Abstract The global growth in popularity of the World Wide Web has been enabled in part by the availability of browser-based search tools which in turn have led to an increased demand for indexing techniques and technologies. As the amount of globally accessible information grows, it is no longer cost-effective for quality indexes to be produced by professional indexers. The era of amateur indexers is thus upon us, and the information infrastructure needs to provide support for such indexing if search of the Net is to produce useful results.
In this paper, we propose the Concept Assigner, an automatic subject indexing system based on a variant of a Hopfield network [13]. In the application discussed herein, a collection of documents is used to automatically create a subset of a thesaurus termed a Concept Space [4]. A Concept Space is a semantic network consisting of concepts (noun phrases in the textual domain) and related concepts, and is computed based on co-occurrence relationships. These weighted relationships serve as the Hopfield network of concepts (nodes) and their associations (weights).

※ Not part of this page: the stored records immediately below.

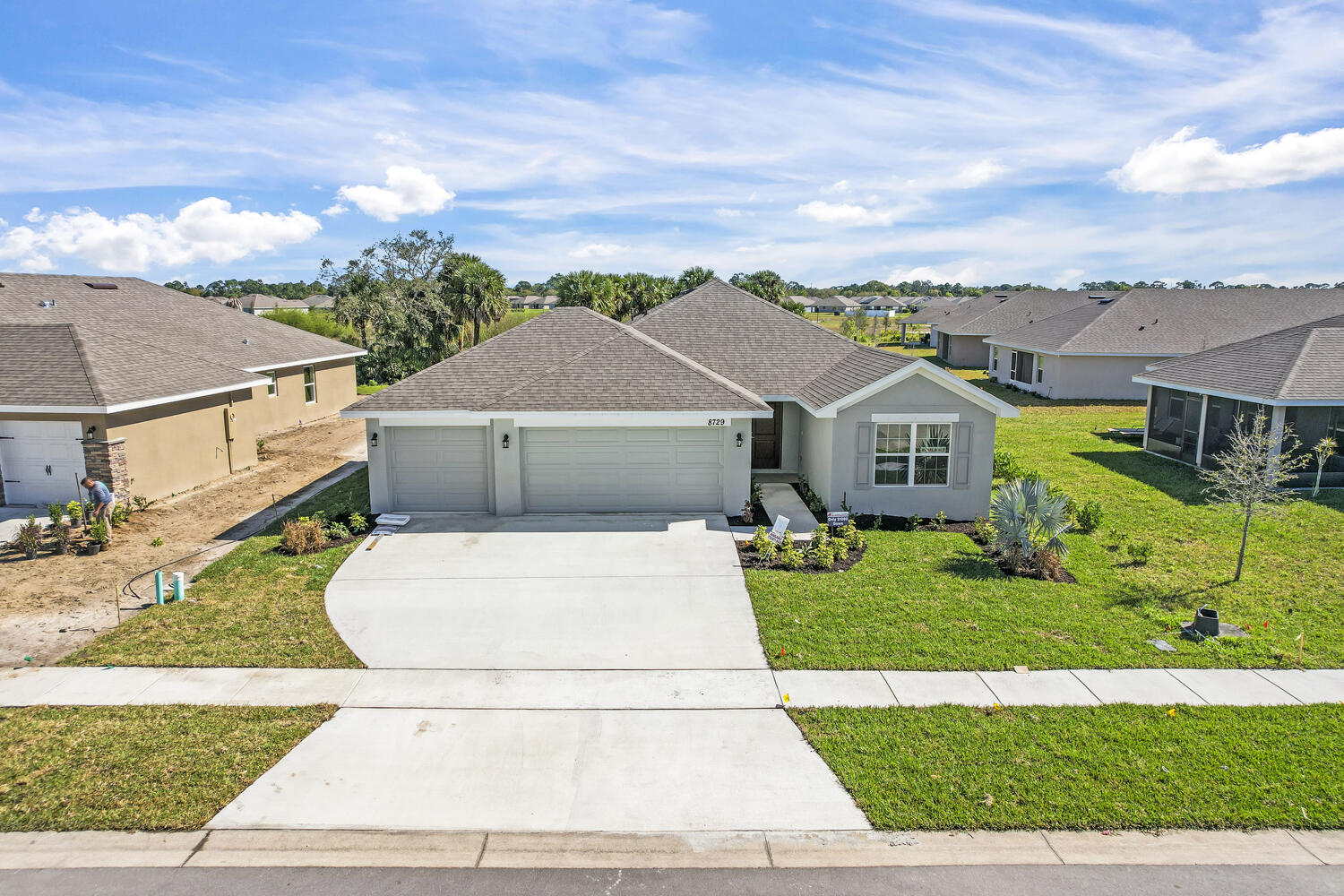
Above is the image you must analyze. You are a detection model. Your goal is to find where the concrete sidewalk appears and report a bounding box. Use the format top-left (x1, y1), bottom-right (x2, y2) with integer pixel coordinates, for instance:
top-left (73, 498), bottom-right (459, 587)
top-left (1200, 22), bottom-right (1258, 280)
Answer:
top-left (0, 829), bottom-right (1344, 869)
top-left (0, 667), bottom-right (1344, 710)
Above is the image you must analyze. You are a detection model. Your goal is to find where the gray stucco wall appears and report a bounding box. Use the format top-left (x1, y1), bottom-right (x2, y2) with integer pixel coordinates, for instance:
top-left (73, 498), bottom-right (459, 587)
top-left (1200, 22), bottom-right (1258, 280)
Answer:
top-left (814, 375), bottom-right (997, 520)
top-left (994, 345), bottom-right (1163, 401)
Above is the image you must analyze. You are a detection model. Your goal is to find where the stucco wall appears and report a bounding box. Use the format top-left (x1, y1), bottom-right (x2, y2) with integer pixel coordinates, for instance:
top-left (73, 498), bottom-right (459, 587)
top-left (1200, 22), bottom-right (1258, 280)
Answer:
top-left (992, 345), bottom-right (1163, 401)
top-left (253, 358), bottom-right (358, 435)
top-left (814, 375), bottom-right (997, 520)
top-left (102, 390), bottom-right (257, 498)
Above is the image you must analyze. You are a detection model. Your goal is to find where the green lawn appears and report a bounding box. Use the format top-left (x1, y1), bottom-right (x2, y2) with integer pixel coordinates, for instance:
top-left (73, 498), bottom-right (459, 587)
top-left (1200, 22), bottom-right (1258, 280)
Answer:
top-left (746, 386), bottom-right (1344, 669)
top-left (61, 470), bottom-right (368, 669)
top-left (0, 705), bottom-right (336, 831)
top-left (790, 705), bottom-right (1344, 831)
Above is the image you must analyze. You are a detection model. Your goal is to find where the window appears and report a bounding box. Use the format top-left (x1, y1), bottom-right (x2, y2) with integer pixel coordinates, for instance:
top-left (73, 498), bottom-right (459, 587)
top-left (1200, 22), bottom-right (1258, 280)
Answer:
top-left (873, 423), bottom-right (952, 485)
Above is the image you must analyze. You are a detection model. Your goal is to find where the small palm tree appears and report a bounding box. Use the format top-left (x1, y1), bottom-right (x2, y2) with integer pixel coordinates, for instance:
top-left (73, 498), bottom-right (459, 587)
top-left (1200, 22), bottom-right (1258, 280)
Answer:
top-left (989, 479), bottom-right (1073, 568)
top-left (444, 255), bottom-right (508, 345)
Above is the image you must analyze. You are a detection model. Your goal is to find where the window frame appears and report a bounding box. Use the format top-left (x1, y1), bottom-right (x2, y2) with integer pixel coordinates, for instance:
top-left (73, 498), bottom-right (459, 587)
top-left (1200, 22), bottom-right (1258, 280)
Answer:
top-left (871, 415), bottom-right (960, 489)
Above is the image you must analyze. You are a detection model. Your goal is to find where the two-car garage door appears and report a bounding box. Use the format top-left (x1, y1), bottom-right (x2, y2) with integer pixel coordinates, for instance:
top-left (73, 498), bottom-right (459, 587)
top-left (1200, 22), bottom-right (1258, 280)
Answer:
top-left (519, 427), bottom-right (723, 513)
top-left (389, 426), bottom-right (725, 513)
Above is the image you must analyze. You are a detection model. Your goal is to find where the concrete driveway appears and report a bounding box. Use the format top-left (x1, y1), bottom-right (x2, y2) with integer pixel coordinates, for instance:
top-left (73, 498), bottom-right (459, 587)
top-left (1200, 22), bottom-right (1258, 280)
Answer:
top-left (327, 514), bottom-right (766, 669)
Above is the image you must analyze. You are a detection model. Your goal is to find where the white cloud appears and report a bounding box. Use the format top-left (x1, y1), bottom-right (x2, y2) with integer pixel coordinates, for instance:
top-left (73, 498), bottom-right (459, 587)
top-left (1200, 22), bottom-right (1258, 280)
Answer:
top-left (797, 199), bottom-right (897, 227)
top-left (570, 243), bottom-right (629, 258)
top-left (887, 262), bottom-right (980, 285)
top-left (1109, 127), bottom-right (1344, 194)
top-left (0, 196), bottom-right (322, 271)
top-left (336, 165), bottom-right (457, 220)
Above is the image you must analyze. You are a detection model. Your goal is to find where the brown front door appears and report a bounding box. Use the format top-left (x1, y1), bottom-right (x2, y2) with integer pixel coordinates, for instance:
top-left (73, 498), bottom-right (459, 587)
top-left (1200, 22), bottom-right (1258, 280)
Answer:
top-left (752, 401), bottom-right (784, 470)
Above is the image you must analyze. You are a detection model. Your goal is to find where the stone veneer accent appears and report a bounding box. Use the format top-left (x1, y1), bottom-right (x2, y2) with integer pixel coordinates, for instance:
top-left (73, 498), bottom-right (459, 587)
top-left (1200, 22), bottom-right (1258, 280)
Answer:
top-left (81, 439), bottom-right (131, 501)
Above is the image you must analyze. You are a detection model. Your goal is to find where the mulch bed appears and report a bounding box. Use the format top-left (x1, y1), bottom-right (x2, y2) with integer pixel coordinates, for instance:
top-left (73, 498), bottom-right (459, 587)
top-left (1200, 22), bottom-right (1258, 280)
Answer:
top-left (738, 541), bottom-right (868, 575)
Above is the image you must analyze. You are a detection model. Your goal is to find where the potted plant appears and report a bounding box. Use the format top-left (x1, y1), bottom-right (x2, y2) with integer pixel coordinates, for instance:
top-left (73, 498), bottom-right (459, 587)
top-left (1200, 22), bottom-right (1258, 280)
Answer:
top-left (81, 520), bottom-right (108, 557)
top-left (10, 516), bottom-right (42, 560)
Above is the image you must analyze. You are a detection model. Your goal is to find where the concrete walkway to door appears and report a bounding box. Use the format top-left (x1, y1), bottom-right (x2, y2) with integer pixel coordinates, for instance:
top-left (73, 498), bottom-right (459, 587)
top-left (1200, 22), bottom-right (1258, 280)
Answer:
top-left (327, 513), bottom-right (766, 669)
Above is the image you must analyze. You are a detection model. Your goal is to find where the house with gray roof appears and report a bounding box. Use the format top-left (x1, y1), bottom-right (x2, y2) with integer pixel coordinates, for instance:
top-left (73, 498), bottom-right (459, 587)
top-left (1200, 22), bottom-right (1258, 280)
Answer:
top-left (984, 289), bottom-right (1344, 399)
top-left (1134, 314), bottom-right (1344, 487)
top-left (344, 280), bottom-right (1018, 518)
top-left (0, 272), bottom-right (365, 506)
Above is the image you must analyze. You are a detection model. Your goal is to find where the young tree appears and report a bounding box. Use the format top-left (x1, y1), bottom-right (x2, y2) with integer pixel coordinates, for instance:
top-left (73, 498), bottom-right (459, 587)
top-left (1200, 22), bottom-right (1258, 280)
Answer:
top-left (1199, 414), bottom-right (1309, 582)
top-left (676, 267), bottom-right (714, 293)
top-left (440, 255), bottom-right (508, 345)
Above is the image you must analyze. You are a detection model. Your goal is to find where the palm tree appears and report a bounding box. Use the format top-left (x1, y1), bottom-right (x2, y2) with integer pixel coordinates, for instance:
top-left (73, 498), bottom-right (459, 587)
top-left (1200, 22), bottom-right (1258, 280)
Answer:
top-left (444, 255), bottom-right (508, 345)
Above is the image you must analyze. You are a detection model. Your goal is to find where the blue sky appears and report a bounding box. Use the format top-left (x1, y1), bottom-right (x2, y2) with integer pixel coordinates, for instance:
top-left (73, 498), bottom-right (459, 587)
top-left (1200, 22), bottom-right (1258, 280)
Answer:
top-left (0, 0), bottom-right (1344, 286)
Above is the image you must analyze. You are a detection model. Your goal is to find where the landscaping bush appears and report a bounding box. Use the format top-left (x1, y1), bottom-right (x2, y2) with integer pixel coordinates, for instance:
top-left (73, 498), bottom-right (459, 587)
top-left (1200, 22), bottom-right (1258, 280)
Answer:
top-left (280, 516), bottom-right (327, 554)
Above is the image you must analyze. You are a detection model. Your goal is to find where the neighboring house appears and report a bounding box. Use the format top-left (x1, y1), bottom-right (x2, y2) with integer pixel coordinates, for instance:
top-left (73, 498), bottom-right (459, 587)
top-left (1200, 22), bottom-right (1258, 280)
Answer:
top-left (0, 274), bottom-right (365, 505)
top-left (344, 280), bottom-right (1018, 518)
top-left (1134, 314), bottom-right (1344, 487)
top-left (803, 296), bottom-right (859, 314)
top-left (986, 289), bottom-right (1344, 399)
top-left (929, 289), bottom-right (1117, 374)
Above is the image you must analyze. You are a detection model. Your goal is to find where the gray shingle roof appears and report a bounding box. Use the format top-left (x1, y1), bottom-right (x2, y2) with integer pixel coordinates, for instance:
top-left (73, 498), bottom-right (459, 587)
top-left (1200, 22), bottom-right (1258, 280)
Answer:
top-left (349, 307), bottom-right (771, 417)
top-left (0, 323), bottom-right (265, 409)
top-left (991, 289), bottom-right (1344, 355)
top-left (1137, 314), bottom-right (1344, 403)
top-left (631, 280), bottom-right (916, 409)
top-left (0, 272), bottom-right (363, 375)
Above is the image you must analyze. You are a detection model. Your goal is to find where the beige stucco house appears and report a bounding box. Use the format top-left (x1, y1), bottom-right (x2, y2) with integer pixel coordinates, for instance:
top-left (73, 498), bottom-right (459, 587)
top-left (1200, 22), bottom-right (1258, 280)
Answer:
top-left (343, 280), bottom-right (1018, 519)
top-left (0, 272), bottom-right (365, 506)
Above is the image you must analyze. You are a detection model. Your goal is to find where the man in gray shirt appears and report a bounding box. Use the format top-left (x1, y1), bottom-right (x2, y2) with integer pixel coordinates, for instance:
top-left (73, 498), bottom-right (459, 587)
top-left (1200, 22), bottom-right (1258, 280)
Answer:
top-left (80, 476), bottom-right (117, 541)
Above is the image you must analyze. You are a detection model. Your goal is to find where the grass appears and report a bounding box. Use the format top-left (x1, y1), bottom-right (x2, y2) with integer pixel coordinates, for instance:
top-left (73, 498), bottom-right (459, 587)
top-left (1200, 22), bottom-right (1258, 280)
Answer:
top-left (790, 705), bottom-right (1344, 831)
top-left (61, 470), bottom-right (368, 669)
top-left (746, 371), bottom-right (1344, 669)
top-left (0, 705), bottom-right (336, 831)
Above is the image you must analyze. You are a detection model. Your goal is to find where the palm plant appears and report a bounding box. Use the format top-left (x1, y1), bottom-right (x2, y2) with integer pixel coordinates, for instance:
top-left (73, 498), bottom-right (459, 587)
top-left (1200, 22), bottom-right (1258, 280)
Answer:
top-left (989, 478), bottom-right (1073, 568)
top-left (444, 255), bottom-right (508, 345)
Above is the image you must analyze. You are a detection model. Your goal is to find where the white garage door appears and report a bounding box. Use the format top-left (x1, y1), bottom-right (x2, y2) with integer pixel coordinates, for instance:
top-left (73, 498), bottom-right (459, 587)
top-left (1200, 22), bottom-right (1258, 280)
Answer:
top-left (387, 426), bottom-right (491, 512)
top-left (521, 427), bottom-right (723, 513)
top-left (0, 420), bottom-right (86, 506)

To automatically index an individual document, concepts extracted from the document become the input pattern to the network. After completion of the Hopfield net parallel spreading activation process, the output from the network produces another set of concepts that are strongly related to the concepts of the input document. Since the initial Concept Space contains knowledge obtained from the entire collection, the system is able to find a set of global concepts drawn from the entire collection without restriction. These concepts are analogous to concept descriptors (i.e., keywords) of the document. The system can be further used as a computer-aided subject indexing tool in an interactive environment in which system-suggested concepts can be reviewed by a human indexer to generate the index. The system can thus assist an indexer both by speeding the indexing process and improving vocabulary consistency.
A prototype of our automatic subject indexing system has been implemented as part of the Interspace, a semantic indexing and retrieval environment which supports data persistence and remote execution across the Internet.
![]()